Los Angeles is notorious for traffic jams and aggressive drivers. Devon Fitzgerald, a cyclist, is familiar with both.

“A lot of LA folks are in a rush," he said, "and it’s very easy for them to prioritize their speed over your safety.”

The city is known for its car culture because Los Angeles is spread out and public transportation is either slow or limited. As a result, people drive everywhere, causing congestion almost any time of day.

But even with an intimidating commute, Fitzgerald would still want to ride his bicycle to work.

“I like the fact that it simplifies a lot of the aspects of travel," Fitzgerald said. "For instance, I don’t have to worry about parking, ever.”

However, Roger Rosas, who drives, says bicycles are dangerous for the cyclist and the driver.

“You always have to make sure you look to the other side because you’re going to dodge this guy cause you don’t want to do a hit and run," he said. "You can also get in a car crash as a result of that.”

To make cycling safer, some bicyclists in Los Angeles, who live and work near each other, are commuting together in what's called a “bike train.”

“You’re a big enough group that cars don’t have the same behaviors as if you are just one person," said Nona Varnado, who co-founded L.A. Bike Trains. "And you’re also with an experienced cyclist.”

L.A. Bike Trains launched in May 2013 and the number of participants and routes around the city has been growing.

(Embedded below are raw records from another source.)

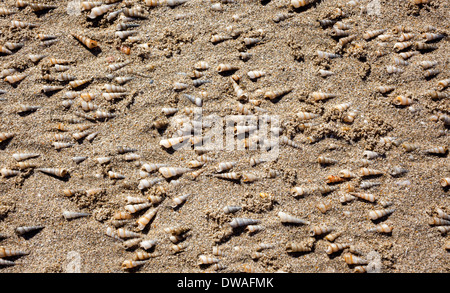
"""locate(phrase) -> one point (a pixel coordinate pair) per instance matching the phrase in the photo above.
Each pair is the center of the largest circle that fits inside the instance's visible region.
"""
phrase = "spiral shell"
(240, 222)
(381, 228)
(58, 172)
(146, 218)
(335, 247)
(376, 214)
(8, 252)
(287, 218)
(226, 67)
(366, 196)
(69, 215)
(27, 229)
(169, 172)
(445, 182)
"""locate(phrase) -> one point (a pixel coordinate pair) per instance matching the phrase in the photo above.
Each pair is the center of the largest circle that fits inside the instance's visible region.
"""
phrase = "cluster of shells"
(132, 190)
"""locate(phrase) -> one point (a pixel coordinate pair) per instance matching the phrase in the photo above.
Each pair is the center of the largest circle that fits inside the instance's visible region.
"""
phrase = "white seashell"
(240, 222)
(286, 218)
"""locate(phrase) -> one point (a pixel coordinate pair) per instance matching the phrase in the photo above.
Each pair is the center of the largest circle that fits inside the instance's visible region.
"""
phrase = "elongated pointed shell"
(286, 218)
(59, 172)
(168, 172)
(335, 247)
(240, 222)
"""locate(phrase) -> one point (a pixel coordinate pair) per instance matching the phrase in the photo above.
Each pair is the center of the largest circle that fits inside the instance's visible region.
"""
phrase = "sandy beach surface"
(165, 47)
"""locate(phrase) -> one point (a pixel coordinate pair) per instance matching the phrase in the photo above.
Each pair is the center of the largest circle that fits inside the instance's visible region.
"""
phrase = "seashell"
(255, 228)
(224, 166)
(300, 191)
(445, 182)
(40, 7)
(99, 10)
(409, 147)
(376, 214)
(431, 72)
(24, 156)
(69, 215)
(146, 183)
(201, 65)
(327, 55)
(400, 46)
(437, 150)
(117, 66)
(146, 218)
(50, 88)
(207, 260)
(298, 247)
(103, 114)
(131, 264)
(240, 222)
(8, 172)
(334, 179)
(436, 221)
(26, 165)
(231, 209)
(148, 244)
(124, 233)
(240, 93)
(219, 38)
(176, 230)
(332, 236)
(78, 83)
(22, 24)
(251, 41)
(373, 33)
(249, 177)
(322, 96)
(176, 248)
(60, 145)
(368, 184)
(344, 41)
(286, 218)
(381, 228)
(442, 84)
(125, 34)
(424, 46)
(226, 67)
(13, 79)
(346, 174)
(352, 259)
(398, 61)
(169, 172)
(194, 100)
(327, 22)
(27, 229)
(326, 160)
(407, 55)
(180, 199)
(4, 262)
(171, 142)
(325, 73)
(393, 69)
(230, 176)
(8, 252)
(366, 196)
(13, 46)
(320, 230)
(301, 3)
(335, 247)
(58, 172)
(115, 175)
(369, 172)
(429, 37)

“We specifically design each route so we avoid problem intersections,” Varnado said.

The routes range from 7 to almost 32 kilometers long. That makes L.A. Bike Trains unique compared to other cities, says Herbie Huff, a transportation expert at University of California Los Angeles.

She says, in recent years, urban planners in L.A. have been considering more bike lanes.

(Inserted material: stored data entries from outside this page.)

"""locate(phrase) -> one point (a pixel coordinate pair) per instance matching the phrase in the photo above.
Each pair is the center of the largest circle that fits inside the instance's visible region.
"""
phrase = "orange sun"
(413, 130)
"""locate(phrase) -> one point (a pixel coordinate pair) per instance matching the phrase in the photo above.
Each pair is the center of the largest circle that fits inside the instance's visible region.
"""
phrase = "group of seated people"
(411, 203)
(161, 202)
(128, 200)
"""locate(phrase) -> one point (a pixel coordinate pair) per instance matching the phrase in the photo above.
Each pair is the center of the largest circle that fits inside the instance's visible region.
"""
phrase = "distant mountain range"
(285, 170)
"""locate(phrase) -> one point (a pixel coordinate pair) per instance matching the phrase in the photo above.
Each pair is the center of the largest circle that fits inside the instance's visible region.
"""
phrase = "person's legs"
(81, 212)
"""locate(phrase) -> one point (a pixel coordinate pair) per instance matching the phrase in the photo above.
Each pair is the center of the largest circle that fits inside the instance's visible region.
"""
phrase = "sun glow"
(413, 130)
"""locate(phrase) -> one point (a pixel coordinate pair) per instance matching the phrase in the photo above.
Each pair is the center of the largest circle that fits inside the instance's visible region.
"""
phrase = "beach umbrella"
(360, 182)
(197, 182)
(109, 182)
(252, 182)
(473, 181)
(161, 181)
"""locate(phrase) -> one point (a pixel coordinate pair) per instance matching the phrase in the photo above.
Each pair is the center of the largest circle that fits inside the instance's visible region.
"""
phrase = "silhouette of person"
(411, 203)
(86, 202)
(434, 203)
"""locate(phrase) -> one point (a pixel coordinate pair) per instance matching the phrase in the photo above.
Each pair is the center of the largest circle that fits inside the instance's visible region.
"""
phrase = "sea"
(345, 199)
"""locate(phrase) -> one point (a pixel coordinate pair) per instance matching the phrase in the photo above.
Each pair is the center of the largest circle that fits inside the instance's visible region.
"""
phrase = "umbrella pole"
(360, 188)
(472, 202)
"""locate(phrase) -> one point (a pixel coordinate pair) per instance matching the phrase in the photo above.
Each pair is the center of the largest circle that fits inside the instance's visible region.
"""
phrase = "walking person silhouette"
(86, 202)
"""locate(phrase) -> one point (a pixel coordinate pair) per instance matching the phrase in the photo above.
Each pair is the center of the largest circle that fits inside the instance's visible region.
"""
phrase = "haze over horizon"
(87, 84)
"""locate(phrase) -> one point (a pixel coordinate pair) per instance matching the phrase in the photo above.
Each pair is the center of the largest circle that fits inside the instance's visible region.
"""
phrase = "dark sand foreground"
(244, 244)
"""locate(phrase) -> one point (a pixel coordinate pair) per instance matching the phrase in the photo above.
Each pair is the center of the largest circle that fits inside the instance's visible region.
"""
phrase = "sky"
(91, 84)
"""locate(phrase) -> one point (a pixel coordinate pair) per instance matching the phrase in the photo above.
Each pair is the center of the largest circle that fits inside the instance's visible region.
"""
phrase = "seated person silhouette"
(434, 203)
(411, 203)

“The city has added more bike lanes in the last two fiscal years than in the previous 30 fiscal years combined,” Huff said.

Varnado, of L.A. Bike Trains, prefers separated or elevated bike lanes. “I think that we should have far greater infrastructure than a few little paint lines on the street,” she said.

Huff says bike lanes provide the flexibility a bike train doesn't have.

“With anything that runs on a fixed schedule whether it’s a bike train or a train, there are only so many people that can make that schedule,” Huff said.

Varnado, of L.A. Bike Trains, says bike trains can do what a bike lane cannot.

“We want people to develop that mental sense of security and confidence by riding together in a group,” she said.

Her aim is to make it so that bike trains are an ingrained part of Los Angeles culture, where people can hop on and off, just as they would when traveling on a bus.